The Scandal Of The Season
Chatto & Windus, $32.95 pb, 289 pp
The Scandal Of The Season by Sophie Gee
The Rape of The Lock helped secure Alexander Pope’s reputation as a commanding poet of the early eighteenth century. This mock-epic poem, based on a real incident, satirises the trivialities of high society by comparing it with the epic world of the gods. One of Pope’s acquaintances, Lord Petre, cut off a ringlet of hair from his paramour Arabella, thereby causing a breach of civilities between the two families.
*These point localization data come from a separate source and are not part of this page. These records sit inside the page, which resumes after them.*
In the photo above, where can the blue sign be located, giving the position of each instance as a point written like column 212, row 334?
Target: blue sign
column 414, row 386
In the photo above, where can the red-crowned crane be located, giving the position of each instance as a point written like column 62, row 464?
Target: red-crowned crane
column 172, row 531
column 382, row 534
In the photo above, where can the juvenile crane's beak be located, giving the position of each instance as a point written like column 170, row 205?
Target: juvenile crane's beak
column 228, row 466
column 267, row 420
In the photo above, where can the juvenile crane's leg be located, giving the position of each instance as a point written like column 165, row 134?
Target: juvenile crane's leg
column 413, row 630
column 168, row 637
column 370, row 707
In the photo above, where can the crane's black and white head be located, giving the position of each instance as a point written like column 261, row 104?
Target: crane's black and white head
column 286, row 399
Pope was asked to write a poem to make jest of the situation and to reconcile the disgruntled parties. Its success was due to the disparity between content and form, between his mischievous coupling of petty vanity and the lofty grandeur of traditional epic subjects. The rape of Helen of Troy thus becomes the theft of a curl of hair; instead of gods and goddesses there are ‘sylphs’ or guardian spirits, and great battles are converted to gambling bouts and flirtatious sparrings.
Sophie Gee’s first novel, set in 1711, takes the reader behind the heavy velvet curtains of Pope’s melodrama to reveal the leading players: Arabella Fermor, who ‘at the age of twenty-two combined beauty and cleverness in almost equal parts’; her suitor, Lord Petre; and a host of attendant ladies and gentleman, including Pope himself who, more often than not, is cast in a spectator role and is usually seen peering from the wings. The Scandal of the Season follows the seduction and dalliance of belle of the ball Arabella and her handsome lord amid the gossipy, bitchy world of clacking fans and hair ‘like confectionery’.